High protein or fatty foods take away stomach hunger but do not produce a “mental” sense of satisfaction or satiety. That comes only when serotonin activity is increased and gives the eater the sense that enough food has been consumed. It is a feeling similar to the sudden absence of thirst when enough liquid has been consumed. Carbohydrate foods must be eaten with little or no protein to increase serotonin and help the patient feel satisfied. If the patient is less active because of the depression and/or the medication, foods such as cheese, butter, bacon, snack foods, and alcohol that add calories but relatively few nutrients must be limited.

The patient must be encouraged to engage in physical activity; this will prevent muscle loss and also has a beneficial effect on mood. The patient may have been exercising before the return of the depression (or other mood disorders) and perhaps will return again once the depression is somewhat reduced.

Weight has to be monitored. It is unlikely that the practitioner will be able to do so; it is up to the patient to record any change. If weight is gained, it should not be assumed that the patient was “cheating” in following the food plan or exercise regimen. Anecdotal reports of weight gain or inability to lose weight while on antidepressants, despite a reduction in calorie intake and consistent exercise, may suggest a change in metabolism or water retention.

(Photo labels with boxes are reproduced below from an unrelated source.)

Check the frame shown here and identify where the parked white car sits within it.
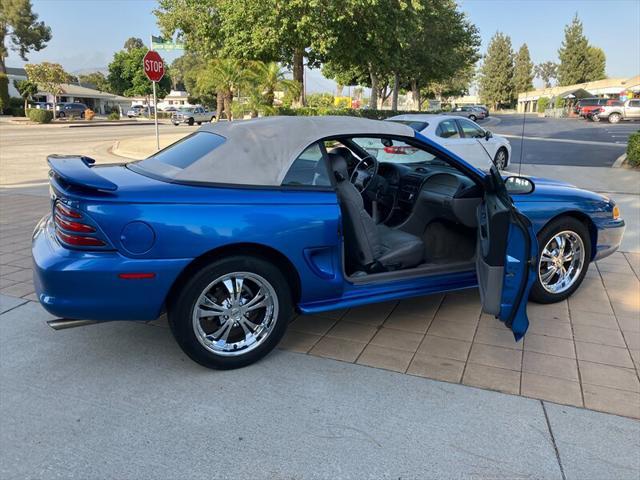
[171,106,216,127]
[388,113,511,170]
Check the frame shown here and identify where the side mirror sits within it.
[504,177,536,195]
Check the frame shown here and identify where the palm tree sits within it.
[196,58,250,121]
[250,62,300,108]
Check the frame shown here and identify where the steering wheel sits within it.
[349,155,378,193]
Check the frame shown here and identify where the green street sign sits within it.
[151,36,184,50]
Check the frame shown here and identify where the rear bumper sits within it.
[31,215,191,321]
[594,219,625,260]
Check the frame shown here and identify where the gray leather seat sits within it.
[329,147,424,272]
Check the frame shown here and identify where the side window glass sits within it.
[460,120,484,138]
[438,120,460,138]
[282,142,331,187]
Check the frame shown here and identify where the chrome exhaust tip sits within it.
[47,318,98,330]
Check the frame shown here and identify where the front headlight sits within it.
[611,205,620,220]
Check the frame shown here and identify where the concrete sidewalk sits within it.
[0,302,640,480]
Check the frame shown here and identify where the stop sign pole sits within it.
[142,44,164,150]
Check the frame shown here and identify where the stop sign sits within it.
[142,50,164,82]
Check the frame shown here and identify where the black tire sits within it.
[529,217,591,303]
[609,113,622,123]
[168,256,293,370]
[493,147,509,170]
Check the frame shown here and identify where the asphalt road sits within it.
[0,122,197,185]
[483,115,640,171]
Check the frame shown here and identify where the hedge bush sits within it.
[272,107,441,120]
[27,108,53,123]
[627,131,640,167]
[538,97,550,113]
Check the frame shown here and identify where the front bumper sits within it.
[31,215,191,321]
[593,218,626,260]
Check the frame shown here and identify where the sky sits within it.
[7,0,640,90]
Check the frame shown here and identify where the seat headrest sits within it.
[329,147,351,182]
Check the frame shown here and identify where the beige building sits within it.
[518,75,640,112]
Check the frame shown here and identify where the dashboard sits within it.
[378,162,482,230]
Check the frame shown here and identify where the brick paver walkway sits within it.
[0,191,640,418]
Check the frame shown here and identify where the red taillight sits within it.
[56,202,82,218]
[56,229,106,247]
[55,214,96,233]
[384,146,418,155]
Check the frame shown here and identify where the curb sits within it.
[611,153,627,168]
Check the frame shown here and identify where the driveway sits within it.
[483,115,640,169]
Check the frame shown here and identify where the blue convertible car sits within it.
[33,117,624,368]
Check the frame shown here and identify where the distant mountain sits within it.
[69,67,109,77]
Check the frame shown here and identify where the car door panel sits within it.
[476,167,538,340]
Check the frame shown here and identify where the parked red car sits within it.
[573,98,622,118]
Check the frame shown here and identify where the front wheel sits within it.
[531,217,591,303]
[609,113,622,123]
[168,256,293,369]
[493,148,509,170]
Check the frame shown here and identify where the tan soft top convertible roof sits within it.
[175,116,415,186]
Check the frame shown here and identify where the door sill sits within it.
[345,259,476,285]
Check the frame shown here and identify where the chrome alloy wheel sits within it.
[538,230,585,293]
[192,272,278,356]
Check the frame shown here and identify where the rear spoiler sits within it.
[47,155,118,192]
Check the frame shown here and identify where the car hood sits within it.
[507,175,609,202]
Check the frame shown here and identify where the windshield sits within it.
[352,137,445,165]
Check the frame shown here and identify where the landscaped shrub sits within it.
[627,131,640,167]
[273,107,440,120]
[307,93,334,108]
[538,97,549,113]
[0,73,10,113]
[27,108,53,123]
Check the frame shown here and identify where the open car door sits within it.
[476,166,538,340]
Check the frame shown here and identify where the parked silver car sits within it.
[449,105,487,122]
[593,98,640,123]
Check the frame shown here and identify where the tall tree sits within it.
[588,45,607,81]
[124,37,144,52]
[479,32,514,109]
[513,43,534,95]
[558,13,591,85]
[154,0,325,103]
[24,62,70,119]
[107,47,171,98]
[0,0,51,73]
[535,61,558,88]
[13,80,38,112]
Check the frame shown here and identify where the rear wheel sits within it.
[168,256,293,369]
[609,113,622,123]
[531,217,591,303]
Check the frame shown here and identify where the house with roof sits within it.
[518,75,640,113]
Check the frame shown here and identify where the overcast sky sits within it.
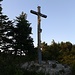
[2,0,75,46]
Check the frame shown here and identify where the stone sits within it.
[21,60,71,75]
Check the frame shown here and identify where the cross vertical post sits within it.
[30,6,47,64]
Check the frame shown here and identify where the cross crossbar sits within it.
[30,6,47,64]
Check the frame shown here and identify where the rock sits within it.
[21,60,71,75]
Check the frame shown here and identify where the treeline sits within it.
[0,0,34,55]
[41,40,75,74]
[0,0,75,75]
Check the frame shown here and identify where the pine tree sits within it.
[14,12,34,55]
[0,0,12,52]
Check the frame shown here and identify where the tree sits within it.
[13,12,34,55]
[0,0,9,51]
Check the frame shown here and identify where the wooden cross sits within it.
[30,6,47,64]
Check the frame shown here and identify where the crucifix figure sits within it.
[30,6,47,64]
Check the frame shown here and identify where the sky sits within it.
[1,0,75,46]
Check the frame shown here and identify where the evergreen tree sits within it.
[14,12,34,55]
[0,0,12,52]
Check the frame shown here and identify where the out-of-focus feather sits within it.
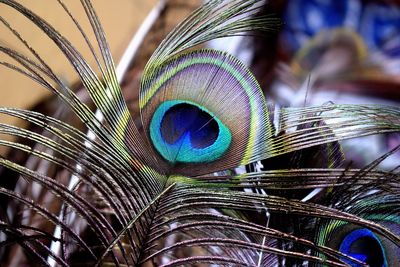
[0,0,400,266]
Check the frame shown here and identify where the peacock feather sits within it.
[0,0,400,267]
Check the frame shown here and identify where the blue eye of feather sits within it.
[150,100,232,163]
[339,228,388,267]
[161,103,219,148]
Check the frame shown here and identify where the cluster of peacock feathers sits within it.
[0,0,400,267]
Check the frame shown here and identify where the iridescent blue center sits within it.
[150,100,232,163]
[161,103,219,148]
[339,228,388,267]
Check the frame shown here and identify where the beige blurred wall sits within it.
[0,0,157,119]
[0,0,158,155]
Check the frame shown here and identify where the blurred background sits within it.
[0,0,400,266]
[0,0,400,165]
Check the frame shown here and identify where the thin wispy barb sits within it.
[0,0,400,266]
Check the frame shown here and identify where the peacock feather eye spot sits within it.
[339,228,388,267]
[161,103,219,148]
[149,100,232,163]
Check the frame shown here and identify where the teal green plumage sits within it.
[0,0,400,267]
[140,50,272,175]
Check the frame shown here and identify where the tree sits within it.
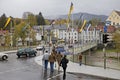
[13,22,27,46]
[89,18,101,27]
[27,14,37,27]
[0,14,7,29]
[113,30,120,52]
[5,32,11,46]
[36,12,45,25]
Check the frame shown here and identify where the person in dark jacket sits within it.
[60,55,69,80]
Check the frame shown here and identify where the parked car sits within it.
[0,52,8,60]
[16,48,37,58]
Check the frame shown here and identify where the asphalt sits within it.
[35,55,120,80]
[2,50,120,80]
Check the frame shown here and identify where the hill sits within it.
[45,12,108,22]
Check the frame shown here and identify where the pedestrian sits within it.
[49,52,56,72]
[56,52,63,71]
[43,46,45,54]
[42,51,50,70]
[78,53,82,66]
[60,55,69,80]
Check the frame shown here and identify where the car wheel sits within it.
[2,55,8,60]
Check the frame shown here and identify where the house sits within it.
[106,10,120,27]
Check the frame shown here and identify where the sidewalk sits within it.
[35,55,120,80]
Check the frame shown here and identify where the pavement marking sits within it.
[0,66,29,74]
[47,73,63,80]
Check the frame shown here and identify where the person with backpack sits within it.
[42,51,50,70]
[60,55,69,80]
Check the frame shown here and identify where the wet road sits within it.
[0,53,114,80]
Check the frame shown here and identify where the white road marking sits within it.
[47,73,63,80]
[0,66,29,74]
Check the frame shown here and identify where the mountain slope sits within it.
[45,13,108,22]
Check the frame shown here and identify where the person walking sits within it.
[42,51,50,70]
[56,52,63,71]
[78,53,82,66]
[60,55,69,80]
[49,52,56,72]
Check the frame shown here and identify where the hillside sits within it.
[45,13,108,22]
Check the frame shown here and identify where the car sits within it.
[36,45,44,51]
[0,52,8,60]
[16,48,37,58]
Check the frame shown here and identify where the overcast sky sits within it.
[0,0,120,18]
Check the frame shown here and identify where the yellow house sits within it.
[106,10,120,26]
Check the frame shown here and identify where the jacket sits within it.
[60,57,69,68]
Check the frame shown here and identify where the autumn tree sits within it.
[0,14,7,29]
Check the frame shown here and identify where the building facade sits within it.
[106,10,120,27]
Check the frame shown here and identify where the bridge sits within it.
[67,43,97,54]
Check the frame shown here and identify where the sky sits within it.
[0,0,120,18]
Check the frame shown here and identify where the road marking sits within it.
[47,73,63,80]
[0,66,29,74]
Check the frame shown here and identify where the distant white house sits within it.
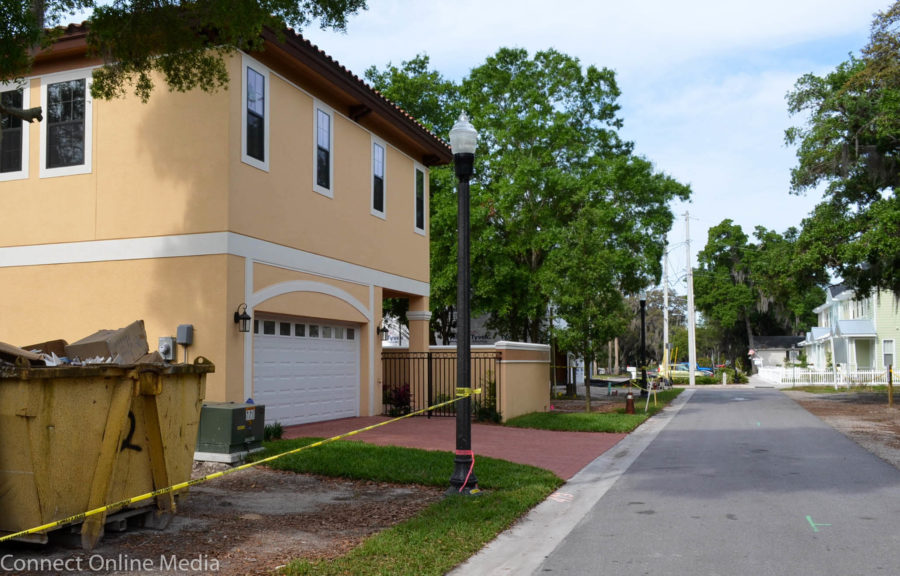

There are very few research studies on this, so it is unclear whether certain antidepressants have the ability to cause weight gain without obvious overeating.  But if it does occur, the patient should track daily food intake and exercise using one of the many apps available for this purpose. If the weight gain is more than a few pounds, despite the absence of overeating, then switching to another drug should be considered at this time.

The unpleasantness of having extra pounds due to a side effect of medication should not be understated. Thus, when the patient decides it is necessary to take that medication once again, he or she faces the risk of regaining weight that may have been lost only a few months earlier. It is up to the practitioner to help the patient minimize such a risk.